Jij verdomde Engelschman! Stil maar! Ik saal nit nou jou kop afslaan!” (Note 1.)

The speaker is a big Dutchman, the scene the stoep of a roadside hotel in the Karroo, the spoken-to Frank Wenlock. We regret, however, to be obliged to record that our friend has taken on board a glass or two more than he can stow with absolute regard either to equilibrium or strict decorum. A Cape cart and a buggy, the harness hung loosely to the splashboard, stand out-spanned by the broad dusty road, and three or four horses with their saddles on are grouped beneath a stumpy, spreading mimosa, as rooted to the spot by the mere fact of two or three inches of their bridles trailing on the ground as though tied fast to anything solid and tangible.

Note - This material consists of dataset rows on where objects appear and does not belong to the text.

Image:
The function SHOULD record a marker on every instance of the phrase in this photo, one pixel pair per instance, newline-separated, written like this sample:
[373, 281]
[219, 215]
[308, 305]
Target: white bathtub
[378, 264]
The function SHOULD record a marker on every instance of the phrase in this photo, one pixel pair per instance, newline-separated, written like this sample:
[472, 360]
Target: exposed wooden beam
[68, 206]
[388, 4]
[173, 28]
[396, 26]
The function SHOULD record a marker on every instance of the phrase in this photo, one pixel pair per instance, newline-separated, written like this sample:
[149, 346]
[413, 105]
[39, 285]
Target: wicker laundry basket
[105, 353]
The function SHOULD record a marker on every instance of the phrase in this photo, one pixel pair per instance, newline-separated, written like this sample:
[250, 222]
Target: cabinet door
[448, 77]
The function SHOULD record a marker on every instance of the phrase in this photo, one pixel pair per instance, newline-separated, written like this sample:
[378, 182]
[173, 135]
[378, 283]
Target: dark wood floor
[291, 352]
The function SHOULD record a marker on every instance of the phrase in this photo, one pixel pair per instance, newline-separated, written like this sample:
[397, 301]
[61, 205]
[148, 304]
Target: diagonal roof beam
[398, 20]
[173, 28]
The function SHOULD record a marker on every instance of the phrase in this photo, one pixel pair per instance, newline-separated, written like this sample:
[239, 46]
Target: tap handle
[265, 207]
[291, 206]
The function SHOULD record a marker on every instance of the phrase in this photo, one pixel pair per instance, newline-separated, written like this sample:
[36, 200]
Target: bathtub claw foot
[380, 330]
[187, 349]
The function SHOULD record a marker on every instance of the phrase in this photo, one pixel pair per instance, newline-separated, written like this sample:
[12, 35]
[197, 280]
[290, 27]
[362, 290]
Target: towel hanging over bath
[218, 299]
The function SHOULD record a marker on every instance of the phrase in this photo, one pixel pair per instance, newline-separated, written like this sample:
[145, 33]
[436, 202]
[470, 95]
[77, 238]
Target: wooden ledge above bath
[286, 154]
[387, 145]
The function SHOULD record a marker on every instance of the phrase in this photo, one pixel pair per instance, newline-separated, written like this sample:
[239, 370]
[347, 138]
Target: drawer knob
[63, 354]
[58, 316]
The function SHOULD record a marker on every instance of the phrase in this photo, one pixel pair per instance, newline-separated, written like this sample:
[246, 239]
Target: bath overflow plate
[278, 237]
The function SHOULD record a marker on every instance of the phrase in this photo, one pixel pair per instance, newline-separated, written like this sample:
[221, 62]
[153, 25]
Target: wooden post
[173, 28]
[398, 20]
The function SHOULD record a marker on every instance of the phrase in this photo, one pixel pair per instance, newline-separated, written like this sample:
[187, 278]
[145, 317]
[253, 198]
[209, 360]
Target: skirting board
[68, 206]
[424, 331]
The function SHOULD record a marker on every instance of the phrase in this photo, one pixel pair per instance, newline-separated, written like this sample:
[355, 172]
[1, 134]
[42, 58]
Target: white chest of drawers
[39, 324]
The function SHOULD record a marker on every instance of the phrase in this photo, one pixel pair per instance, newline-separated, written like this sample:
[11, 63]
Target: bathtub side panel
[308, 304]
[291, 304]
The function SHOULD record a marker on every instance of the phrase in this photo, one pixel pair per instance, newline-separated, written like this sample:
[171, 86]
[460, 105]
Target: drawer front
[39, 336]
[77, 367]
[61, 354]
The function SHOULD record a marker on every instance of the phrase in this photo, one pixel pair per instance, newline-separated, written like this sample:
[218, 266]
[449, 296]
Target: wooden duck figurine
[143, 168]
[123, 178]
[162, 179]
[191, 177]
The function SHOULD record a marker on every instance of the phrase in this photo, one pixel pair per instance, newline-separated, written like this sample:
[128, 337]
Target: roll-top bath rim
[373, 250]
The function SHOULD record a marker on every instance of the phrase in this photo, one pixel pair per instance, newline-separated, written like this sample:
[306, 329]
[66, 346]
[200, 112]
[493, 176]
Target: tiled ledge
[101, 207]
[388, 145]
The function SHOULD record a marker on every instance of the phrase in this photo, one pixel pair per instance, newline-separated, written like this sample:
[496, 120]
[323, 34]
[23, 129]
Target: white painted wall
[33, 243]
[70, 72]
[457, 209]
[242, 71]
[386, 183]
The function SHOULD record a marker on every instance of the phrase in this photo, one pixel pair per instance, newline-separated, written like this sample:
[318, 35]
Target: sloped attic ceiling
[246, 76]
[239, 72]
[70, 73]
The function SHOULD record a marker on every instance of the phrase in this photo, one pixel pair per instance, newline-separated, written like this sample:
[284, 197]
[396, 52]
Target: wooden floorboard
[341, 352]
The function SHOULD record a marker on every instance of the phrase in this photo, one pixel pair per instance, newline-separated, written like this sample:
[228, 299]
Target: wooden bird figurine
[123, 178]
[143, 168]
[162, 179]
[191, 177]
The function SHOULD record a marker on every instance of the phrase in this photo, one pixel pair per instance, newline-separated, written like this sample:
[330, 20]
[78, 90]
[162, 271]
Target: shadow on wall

For reply to the threat, Frank Wenlock utters a defiant laugh, then once more lifts up his voice in song:

“Ta-ra-ra-ra Boom-de-ay!
Oom Paul op een vark gerij,
Af hij val en zier gekrij,
Toen klim op en veg gerij.”

With a growl and a curse the big Boer comes at him. He is nearly a head the taller and far the heavier and more powerful man; but Frank Wenlock knows how to use his hands a bit, and, “sprung” as he is, he parries the sledge-hammer blow aimed at him by his large assailant, and stands ready. The latter begins to parley:

“What do you insult our President for, then?” he growls.